LogMeTT.com • About Dynamic Data Exchange and TTPMacro
Page 1 of 1

About Dynamic Data Exchange and TTPMacro

Posted: Fri Feb 09, 2018 9:42 pm
by boris
This is a question to TeraTerm Project team.

As we know form Tera Term Source Code Overview, Tera Term uses Dynamic Data Exchange (DDE) mechanism to run macro scripts. DDE is very old protocol, has known vulnerabilities and starts being phased out by Microsoft.
As part of the December 2017 Patch Tuesday, Microsoft has shipped an Office update that disables the DDE feature in Word applications, after several malware campaigns have abused this feature to install malware. DDE stands for Dynamic Data Exchange, and this is an Office feature that allows an Office application to load data from other Office applications. For example, a Word file can update a table by pulling data from an Excel file every time the Word file is opened. DDE is an old feature, which Microsoft has superseded via the newer Object Linking and Embedding (OLE) toolkit, but DDE is still supported by Office applications.
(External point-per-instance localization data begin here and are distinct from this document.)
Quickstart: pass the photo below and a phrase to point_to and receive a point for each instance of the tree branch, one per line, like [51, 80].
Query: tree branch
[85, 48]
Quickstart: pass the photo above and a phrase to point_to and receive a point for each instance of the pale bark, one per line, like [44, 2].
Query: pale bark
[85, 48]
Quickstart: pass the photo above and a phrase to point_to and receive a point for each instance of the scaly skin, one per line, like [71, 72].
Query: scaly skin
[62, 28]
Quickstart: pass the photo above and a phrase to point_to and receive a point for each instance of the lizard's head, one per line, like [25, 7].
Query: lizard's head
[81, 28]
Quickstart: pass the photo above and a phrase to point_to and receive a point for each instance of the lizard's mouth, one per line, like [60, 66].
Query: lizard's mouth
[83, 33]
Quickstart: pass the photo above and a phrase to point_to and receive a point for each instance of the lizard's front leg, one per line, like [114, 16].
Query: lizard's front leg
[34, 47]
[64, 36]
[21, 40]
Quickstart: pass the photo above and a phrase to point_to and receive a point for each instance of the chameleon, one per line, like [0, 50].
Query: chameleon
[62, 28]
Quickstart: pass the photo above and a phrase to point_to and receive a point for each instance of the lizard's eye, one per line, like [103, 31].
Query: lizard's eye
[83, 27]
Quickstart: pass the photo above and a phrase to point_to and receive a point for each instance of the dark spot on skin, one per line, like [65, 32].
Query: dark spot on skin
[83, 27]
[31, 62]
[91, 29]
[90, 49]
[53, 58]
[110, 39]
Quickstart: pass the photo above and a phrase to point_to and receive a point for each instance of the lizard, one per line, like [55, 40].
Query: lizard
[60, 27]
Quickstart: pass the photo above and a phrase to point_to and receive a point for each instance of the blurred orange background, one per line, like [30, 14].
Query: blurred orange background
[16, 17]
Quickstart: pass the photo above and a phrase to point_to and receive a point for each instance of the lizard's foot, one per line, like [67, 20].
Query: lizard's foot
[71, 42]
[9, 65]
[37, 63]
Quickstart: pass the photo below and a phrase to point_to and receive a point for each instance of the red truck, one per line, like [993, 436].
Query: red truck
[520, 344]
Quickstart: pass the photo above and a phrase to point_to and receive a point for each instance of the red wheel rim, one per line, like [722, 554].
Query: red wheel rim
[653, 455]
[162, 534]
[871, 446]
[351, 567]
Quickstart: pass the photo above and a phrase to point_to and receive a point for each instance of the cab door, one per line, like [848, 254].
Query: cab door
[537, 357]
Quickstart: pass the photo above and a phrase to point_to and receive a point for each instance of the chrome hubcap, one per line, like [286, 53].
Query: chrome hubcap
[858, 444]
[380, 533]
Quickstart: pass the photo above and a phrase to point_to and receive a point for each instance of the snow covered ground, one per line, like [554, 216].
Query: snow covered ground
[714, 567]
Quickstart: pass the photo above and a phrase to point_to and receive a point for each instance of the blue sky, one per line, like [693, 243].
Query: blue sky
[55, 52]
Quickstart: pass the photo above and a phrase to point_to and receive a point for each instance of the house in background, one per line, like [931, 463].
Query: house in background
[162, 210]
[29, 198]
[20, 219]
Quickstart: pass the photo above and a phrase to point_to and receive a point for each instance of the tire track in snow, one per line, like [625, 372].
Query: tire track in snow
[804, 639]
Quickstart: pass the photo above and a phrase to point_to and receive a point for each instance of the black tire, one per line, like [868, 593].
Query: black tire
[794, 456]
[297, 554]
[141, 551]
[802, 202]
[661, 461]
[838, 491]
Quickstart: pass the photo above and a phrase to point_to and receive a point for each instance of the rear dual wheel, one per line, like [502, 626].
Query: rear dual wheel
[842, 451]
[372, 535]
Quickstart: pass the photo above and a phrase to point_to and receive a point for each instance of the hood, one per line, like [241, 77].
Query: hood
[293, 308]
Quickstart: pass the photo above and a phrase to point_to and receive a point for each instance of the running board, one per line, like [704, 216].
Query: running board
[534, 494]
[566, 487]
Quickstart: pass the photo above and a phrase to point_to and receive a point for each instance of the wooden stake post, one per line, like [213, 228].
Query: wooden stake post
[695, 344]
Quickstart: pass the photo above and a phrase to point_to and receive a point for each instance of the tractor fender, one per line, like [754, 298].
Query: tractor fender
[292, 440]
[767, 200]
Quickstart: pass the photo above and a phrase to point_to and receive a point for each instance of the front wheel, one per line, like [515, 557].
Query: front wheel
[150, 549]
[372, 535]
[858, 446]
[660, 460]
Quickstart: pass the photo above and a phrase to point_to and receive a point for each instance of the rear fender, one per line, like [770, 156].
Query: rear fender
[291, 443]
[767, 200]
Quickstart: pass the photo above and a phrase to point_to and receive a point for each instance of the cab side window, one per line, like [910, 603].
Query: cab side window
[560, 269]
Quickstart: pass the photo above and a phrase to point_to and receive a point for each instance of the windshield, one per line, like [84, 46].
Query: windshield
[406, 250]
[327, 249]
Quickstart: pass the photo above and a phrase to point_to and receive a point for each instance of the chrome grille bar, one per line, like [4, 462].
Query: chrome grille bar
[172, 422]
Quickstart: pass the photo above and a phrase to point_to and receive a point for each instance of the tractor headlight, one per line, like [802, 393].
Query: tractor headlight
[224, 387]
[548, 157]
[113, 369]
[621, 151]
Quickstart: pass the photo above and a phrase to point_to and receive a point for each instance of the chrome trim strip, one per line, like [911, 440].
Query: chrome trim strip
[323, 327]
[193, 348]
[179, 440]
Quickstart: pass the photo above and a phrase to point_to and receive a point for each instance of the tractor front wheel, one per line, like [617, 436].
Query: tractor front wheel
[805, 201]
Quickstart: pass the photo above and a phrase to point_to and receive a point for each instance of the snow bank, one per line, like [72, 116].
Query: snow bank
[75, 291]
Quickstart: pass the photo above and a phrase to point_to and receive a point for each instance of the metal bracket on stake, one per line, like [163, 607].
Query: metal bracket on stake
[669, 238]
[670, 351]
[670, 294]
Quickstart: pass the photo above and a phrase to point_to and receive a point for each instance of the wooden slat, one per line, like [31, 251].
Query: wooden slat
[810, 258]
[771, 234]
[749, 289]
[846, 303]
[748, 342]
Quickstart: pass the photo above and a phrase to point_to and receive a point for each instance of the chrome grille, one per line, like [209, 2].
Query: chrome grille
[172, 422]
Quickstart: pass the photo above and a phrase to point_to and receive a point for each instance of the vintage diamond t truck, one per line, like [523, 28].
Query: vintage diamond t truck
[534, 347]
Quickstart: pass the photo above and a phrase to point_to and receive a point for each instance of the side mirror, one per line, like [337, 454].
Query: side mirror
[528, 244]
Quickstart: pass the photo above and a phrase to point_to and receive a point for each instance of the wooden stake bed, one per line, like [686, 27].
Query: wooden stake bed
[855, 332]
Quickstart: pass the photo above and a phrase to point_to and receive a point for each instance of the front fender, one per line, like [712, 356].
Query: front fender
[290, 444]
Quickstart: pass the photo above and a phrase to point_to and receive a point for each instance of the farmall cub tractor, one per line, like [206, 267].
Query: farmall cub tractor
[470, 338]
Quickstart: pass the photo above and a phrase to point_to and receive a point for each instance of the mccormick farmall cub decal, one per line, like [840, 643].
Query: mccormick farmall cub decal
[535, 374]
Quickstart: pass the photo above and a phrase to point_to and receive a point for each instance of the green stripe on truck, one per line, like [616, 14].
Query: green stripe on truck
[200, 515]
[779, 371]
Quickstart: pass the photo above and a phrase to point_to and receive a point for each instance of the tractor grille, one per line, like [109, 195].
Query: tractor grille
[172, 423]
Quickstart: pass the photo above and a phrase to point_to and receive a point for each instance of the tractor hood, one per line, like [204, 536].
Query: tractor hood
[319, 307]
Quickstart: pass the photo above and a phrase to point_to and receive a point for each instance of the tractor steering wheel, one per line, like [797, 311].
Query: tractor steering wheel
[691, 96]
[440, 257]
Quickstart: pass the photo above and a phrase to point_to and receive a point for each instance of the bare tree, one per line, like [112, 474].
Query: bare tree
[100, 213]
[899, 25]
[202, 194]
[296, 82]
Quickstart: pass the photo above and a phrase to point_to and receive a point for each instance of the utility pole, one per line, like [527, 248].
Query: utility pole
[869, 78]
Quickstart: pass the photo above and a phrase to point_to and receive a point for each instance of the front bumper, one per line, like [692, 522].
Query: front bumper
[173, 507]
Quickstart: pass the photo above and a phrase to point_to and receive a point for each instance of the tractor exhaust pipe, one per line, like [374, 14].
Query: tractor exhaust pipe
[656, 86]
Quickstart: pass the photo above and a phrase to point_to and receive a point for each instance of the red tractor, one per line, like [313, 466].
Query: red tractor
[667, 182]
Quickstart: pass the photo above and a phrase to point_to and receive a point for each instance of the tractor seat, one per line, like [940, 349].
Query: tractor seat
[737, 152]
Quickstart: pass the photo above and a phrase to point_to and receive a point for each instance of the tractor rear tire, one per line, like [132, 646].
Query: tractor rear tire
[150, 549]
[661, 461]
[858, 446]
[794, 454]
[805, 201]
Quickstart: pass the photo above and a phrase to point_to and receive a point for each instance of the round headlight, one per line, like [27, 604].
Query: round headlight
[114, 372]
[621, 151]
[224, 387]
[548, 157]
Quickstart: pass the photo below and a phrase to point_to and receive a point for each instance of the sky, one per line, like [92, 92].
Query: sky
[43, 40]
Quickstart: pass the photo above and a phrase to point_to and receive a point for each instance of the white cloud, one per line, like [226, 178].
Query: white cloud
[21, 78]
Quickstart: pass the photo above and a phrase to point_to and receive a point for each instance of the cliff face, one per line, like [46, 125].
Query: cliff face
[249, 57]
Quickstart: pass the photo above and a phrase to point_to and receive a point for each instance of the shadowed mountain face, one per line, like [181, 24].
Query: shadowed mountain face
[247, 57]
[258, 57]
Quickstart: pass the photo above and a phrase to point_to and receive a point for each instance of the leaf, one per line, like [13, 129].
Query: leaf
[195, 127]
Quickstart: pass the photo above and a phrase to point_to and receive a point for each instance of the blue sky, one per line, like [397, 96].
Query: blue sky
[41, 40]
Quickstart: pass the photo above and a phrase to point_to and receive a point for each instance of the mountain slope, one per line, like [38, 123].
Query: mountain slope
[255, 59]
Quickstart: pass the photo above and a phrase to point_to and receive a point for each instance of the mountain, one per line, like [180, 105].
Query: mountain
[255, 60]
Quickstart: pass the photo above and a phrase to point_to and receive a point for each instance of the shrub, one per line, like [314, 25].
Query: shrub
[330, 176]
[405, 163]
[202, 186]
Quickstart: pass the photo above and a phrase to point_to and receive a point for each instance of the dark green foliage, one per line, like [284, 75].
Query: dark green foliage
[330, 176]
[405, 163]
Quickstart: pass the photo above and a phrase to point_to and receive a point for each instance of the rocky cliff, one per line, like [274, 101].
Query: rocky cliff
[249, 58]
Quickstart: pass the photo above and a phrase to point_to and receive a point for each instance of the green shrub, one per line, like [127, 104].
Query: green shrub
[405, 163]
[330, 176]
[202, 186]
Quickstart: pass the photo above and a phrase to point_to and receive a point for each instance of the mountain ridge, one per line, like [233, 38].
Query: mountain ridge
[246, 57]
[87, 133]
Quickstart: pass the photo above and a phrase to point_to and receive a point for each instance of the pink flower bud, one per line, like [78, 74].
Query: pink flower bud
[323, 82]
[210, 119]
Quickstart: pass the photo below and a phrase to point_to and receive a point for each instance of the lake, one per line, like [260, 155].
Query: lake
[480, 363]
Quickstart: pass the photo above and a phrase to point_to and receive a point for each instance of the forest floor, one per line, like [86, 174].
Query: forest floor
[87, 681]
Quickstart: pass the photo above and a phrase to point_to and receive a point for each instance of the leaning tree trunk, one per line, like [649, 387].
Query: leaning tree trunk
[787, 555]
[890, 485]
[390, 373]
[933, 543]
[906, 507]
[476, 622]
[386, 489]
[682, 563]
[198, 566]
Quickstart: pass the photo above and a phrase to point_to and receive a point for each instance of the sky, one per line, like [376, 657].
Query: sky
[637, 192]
The December Patch Tuesday disables DDE only in Word, but not Excel or Outlook. The reason is that several cybercrime and spam groups have jumped on this technique, which is much more effective at running malicious code when compared to macros or OLE objects, as it requires minimal interaction with a UI popup that many users do not associate with malware. For Outlook and Excel, Microsoft has published instructions on how users can disable DDE on their own, if they don't want this feature enabled.
Source

So, my question is - do you have plans to replace DDE with more modern and secure data exchange mechanism before Microsoft stops supporting DDE and disables it via one of its Windows updates. Macro scripting language is one of the main features that makes Tera Term unique. It would be very unfortunate to loose it.